Auto-enrolment: seven million and counting

Post by Mearns & Company in News

Automatic enrolment has reached a new landmark, but the path from 2017 onwards could be challenging

Piggy bank for automatic enrolment
When automatic enrolment (AE) into workplace pensions started in October 2012, there were some doubts about how successful it would be. A little over four years later, few doubters remain.

The latest data from The Pensions Regulator (TPR) shows that more than seven million workers are now a member of a pension scheme encompassing more than 340,000 employers. The earliest were the largest employers but now it’s the turn of small and micro employers (sub-30 employees).

Such is the skew towards small employer sizes in the UK that over 700,000 employers will need to start their workplace pension in 2017. There are already signs that compliance among smaller employers is becoming an issue:

  • In the third quarter of 2016 TPR issued over 15,000 compliance notices, against the 11,000 it had issued in total over the previous 15 quarters.
  • It also imposed three and a half times more of the most serious penalties − escalating penalty notices of up to £10,000 a day – over the same period.

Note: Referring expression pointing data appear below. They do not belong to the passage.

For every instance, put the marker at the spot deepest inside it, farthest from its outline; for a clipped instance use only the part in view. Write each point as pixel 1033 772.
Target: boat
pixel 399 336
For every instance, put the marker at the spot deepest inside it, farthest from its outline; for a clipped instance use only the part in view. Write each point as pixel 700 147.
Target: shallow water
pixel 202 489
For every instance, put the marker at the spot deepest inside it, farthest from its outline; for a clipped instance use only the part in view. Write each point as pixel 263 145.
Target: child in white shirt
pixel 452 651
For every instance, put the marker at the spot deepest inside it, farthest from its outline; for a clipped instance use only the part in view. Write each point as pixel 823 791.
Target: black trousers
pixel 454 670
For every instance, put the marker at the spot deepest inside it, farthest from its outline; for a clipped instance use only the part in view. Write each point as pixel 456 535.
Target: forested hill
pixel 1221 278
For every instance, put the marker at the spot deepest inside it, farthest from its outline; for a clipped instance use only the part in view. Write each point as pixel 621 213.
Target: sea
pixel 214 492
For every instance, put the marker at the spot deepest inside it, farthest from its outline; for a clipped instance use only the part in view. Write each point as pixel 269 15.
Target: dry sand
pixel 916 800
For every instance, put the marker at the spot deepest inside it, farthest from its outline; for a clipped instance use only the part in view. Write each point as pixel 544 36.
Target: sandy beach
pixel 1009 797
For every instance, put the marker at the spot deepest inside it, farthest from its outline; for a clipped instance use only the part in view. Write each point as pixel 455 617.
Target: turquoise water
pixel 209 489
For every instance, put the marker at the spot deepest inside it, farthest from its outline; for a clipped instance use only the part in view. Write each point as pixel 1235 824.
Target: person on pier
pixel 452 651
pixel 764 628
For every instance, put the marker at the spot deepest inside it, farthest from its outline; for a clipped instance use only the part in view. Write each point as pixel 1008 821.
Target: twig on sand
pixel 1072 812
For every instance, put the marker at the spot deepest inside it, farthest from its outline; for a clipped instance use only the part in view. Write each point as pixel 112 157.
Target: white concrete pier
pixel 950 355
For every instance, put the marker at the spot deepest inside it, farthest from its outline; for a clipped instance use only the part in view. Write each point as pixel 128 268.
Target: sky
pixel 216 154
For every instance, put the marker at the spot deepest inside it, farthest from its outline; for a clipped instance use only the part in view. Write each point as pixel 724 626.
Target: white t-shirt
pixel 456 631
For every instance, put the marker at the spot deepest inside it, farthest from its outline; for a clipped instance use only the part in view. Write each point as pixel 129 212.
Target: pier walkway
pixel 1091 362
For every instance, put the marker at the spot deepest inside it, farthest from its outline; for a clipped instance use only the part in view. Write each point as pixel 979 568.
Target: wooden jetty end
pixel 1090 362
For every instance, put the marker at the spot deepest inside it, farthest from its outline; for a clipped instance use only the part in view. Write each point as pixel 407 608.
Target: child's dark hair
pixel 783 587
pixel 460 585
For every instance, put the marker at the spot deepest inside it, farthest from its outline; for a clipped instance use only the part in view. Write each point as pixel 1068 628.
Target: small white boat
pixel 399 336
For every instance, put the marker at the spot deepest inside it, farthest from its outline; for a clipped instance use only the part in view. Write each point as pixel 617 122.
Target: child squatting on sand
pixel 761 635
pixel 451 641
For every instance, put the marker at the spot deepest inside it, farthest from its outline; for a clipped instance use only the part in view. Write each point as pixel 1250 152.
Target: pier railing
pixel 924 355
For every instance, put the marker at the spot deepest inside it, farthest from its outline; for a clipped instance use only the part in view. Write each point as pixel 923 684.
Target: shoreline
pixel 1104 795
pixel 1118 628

In 2017 the Department for Work and Pensions will undertake a review of the AE process, which could eventually see new measures to extending to the self-employed and those with multiple low-paid jobs. The review will not explicitly propose increased levels of contributions, although most pension experts think that the current ceiling of 8%, due to be reached in April 2019, is too low. At present the total contribution is just 2%, split equally between employer and employee, which may explain why few people have opted out. Next year, when employees’ contributions treble and employers’ double, could see a reaction against AE.

AE is a step on the road to adequate pension provision, but on its own will not be adequate for many people, particularly those who have only a limited time remaining in which to contribute.

The value of your investment can go down as well as up and you may not get back the full amount you invested. Past performance is not a reliable indicator of future performance. Investing in shares should be regarded as a long-term investment and should fit in with your overall attitude to risk and financial circumstances.